Quest For Fire
Skrillex
Ce 17 février, Skrillex a sorti un nouvel album. En 2011, la nouvelle aurait été attrayante. En 2015, elle aurait été anecdotique. En 2023, elle semble tout juste hors de propos.
Pourtant, la trajectoire de Skrillex est ce que tout·e fan de l’immense famille des musiques pop rêverait d’avoir. Plus une carrière à la Paul McCartney qu’à la Calvin Harris. Arrivé en pleine explosion du brostep à la fin des années 2000, méprisé par les puristes de la bass music, il avait tout d’un type beaucoup trop energized pour être honnête. Peut-être que ce qu’il faut à une superstar de sa vague, c’est tout simplement qu’elle cesse. Après dix ans de projets de moins en moins suivis mais de plus en plus solides, voilà qu’il propose Quest For Fire, un disque-témoin proposant un regard rétrospectif sur son parcours et pourtant d’une actualité absolument brûlante.
Et même pas besoin de lancer l’album pour comprendre de quoi il retourne. À la simple lecture des titres, c’est le défilé de featurings. Porter Robinson, fred again.., Missy Elliott, Noisia, Aluna, Four Tet et une foule d’autres invité·es d’époques et de milieux différents. Tout ce beau linge paradant comme des médailles sur la veste de Skrillex. À la vue de tous, il s’est dérobé pour conquérir le dubstep, la techno, la house, le hip-hop, l’EDM, jour après jour pendant plus de quinze ans.
La preuve que Quest For Fire n’est pas un simple album contextuel, c’est que plusieurs des titres sont disponibles depuis plusieurs semaines, voire plusieurs mois pour certains. On avait déjà craqué pour le « Butterflies » qu’il partage avec Starrah et Four Tet, et on pourrait même aller plus loin en voyant que le featuring avec Mr Oizo est surtout un revival de la période où Quentin Dupieux bossait avec leur pote commun Boys Noize – ça s’appelait Handbraekes, c’était dingue, mais là on n’est pas même sûr que Mr Oizo ait fait plus que signer pour avoir son nom dessus.

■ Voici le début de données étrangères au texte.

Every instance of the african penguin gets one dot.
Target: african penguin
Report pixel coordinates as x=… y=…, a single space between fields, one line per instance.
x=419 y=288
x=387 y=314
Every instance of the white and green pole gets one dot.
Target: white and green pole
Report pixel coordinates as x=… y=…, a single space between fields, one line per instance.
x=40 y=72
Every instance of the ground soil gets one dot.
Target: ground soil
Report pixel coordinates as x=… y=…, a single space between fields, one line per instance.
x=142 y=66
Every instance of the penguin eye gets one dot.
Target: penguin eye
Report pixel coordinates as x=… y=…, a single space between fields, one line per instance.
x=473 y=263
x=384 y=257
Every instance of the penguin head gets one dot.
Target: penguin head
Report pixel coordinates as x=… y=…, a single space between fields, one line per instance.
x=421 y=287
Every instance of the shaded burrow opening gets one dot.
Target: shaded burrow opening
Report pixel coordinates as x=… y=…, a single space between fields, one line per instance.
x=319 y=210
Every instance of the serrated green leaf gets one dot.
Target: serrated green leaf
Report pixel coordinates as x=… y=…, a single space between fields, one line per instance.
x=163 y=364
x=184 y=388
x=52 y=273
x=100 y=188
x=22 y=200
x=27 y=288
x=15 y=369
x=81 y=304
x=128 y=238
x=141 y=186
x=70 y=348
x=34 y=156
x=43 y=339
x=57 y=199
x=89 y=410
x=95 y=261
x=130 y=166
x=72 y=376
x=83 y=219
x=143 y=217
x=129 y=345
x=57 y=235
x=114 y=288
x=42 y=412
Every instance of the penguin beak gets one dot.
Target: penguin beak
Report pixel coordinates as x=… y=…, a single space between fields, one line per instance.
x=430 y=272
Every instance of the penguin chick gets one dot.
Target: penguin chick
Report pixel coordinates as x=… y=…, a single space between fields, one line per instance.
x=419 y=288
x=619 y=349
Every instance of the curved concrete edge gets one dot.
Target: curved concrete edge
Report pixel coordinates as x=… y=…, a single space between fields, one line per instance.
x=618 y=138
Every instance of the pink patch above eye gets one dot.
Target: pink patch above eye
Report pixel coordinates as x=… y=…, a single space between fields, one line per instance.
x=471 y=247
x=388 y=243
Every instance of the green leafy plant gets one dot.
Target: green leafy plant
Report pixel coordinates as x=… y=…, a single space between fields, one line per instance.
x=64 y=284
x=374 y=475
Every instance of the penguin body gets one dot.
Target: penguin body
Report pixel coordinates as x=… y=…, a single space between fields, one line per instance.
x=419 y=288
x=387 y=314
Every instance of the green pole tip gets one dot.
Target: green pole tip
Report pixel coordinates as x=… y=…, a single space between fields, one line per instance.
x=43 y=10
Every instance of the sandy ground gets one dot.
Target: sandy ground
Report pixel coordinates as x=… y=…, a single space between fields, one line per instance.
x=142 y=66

Mais même avec autant de collaborateurs·rices et de temps, l’album a une patte. Celle de son créateur, qui a transformé l’énergie sans filtre – littéralement – de son « Scary Monsters And Nice Sprites » en une aventure plus proche de la garage et du breakbeat. Capable d’absorber plus dans son vortex artistique, le Skrillex de 2023 est le grand frère de Fred again…, est capable de donner vie à des titres aussi dingues que le « XENA » qu’il partage avec la chanteuse Nai Barghouti, ou de rendre Missy Elliott carrément actuelle.
Alors, dubstep is dead ? Au contraire, le brostep de Skrillex, celui dont il a été le porte-étendard pendant des années, est subtilement intégré à l’histoire de la bass music, à tel point qu’un titre comme « Tears » semble tout droit sorti de la meilleure époque de Deep Medi. Il apparaît alors comme ce qu’il a toujours été : un amoureux et un passionné des musiques électroniques. Il les comprend, il les aspire, et maintenant, les inspire. On rêve que la synthèse prenne parce que des sonorités comme celles de « Supersonic (my existence) » auraient été impossibles en 2008, et la preuve, c’est qu’on ne fait pas simplement dans la nostalgie, puisqu’il a été écouté cinquante millions de fois sur Spotify. Si c’est ça la mort, ça va être facile.
Pour boucler le tout, le message apparaît plus clairement que jamais dans le dernier titre du disque : still here. On l’avait bien compris. Skrillex n’est pas un dinosaure dont la gloire ne se perçoit que derrière le rideau, tout influent qu’il est dans le milieu musical. Il est toujours là, et with the ones i came with. Photo de famille, apologie de la bass music, opération coup de poing – Quest For Fire, c’est tout ça à la fois. Voilà tout ce à quoi on a bien eu le temps de penser pendant au moins une journée, quand le lendemain, le 18 février 2023, il a simplement balancé un autre album.